23.3.14

Recovery


This is what I looked like today.


93% 
Almost fully healthy - thank goodness!
Being bed-ridden was starting to drive me crazy. 

I did pick up my ukulele though, after... 2 years? 1 year? It had been a long time.
I remember finger placements but not what chords they are. 

I'm almost done reading The Book Thief and I feel the tears coming.

I feel like I'm finally getting back on track, life-wise. Me-wise.
It feels good.

:)


21.3.14

Family

Today the word "family" sort of sank into me.

I love my family- the one I am connected to by blood. My mother, my father, my brother and my sister.
But I realised I've also been blessed with extended family. An intricate family that has been networked and branched out through all these years.

I stopped by my yoga place today to say hi, since I've been bed ridden and away for a bit, and was taken aback by my reaction to seeing those friendly and familiar faces again after what felt like forever. Even just going up and ringing the door bell.
I never realised how welcome I feel there. How present and free I can be.
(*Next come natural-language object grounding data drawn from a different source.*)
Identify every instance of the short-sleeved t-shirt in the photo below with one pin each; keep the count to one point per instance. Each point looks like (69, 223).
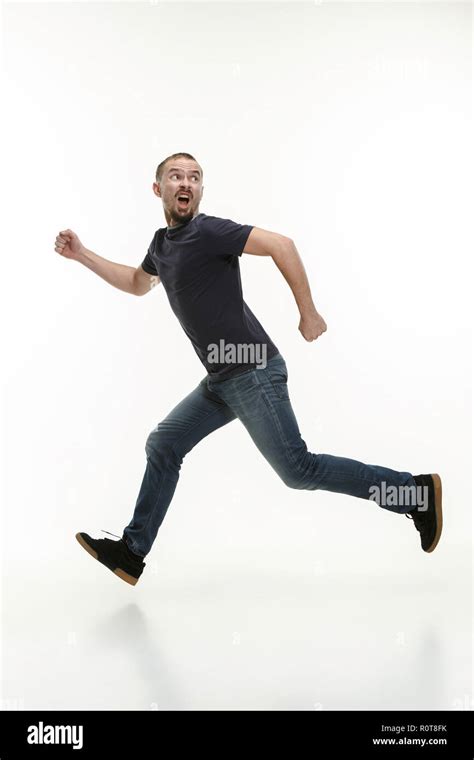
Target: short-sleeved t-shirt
(197, 263)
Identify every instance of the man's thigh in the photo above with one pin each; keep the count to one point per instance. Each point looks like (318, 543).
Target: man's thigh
(197, 415)
(260, 399)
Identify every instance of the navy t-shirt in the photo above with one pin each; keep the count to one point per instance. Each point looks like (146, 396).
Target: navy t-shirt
(197, 262)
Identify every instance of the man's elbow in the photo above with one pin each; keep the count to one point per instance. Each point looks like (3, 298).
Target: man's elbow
(284, 247)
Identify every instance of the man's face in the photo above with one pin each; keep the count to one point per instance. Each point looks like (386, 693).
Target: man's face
(180, 190)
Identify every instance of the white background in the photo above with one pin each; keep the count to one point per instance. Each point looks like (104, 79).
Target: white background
(344, 126)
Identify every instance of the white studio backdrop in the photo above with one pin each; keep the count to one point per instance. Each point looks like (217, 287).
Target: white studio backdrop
(342, 125)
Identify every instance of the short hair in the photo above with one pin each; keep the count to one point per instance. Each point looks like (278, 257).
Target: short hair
(161, 167)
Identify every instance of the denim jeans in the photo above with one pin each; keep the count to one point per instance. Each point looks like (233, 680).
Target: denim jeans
(259, 399)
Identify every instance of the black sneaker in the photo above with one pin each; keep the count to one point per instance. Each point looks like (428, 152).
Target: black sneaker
(115, 555)
(429, 521)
After talking to my teacher (who I say is my guru, because is Amazing) and the lady at the front desk (one of the nicest people I've ever met) for a bit, I was saying goodbye and ready to leave when the latter said, "You're part of the family here. Don't worry."

I feel I like people more than they like me, so having someone (who is not necessarily a very close friend) say that to me... Really touched me, to say the least.
Family.

Just then I realised how lucky I am to be part of another family and others with my very close friends.
And these families, however small they may be, will always be there.
It's where you belong. 






20.3.14

But seriously....

How do you keep up with blog reading and posting?
Oh yeah, and life?

I need to take a masterclass on that.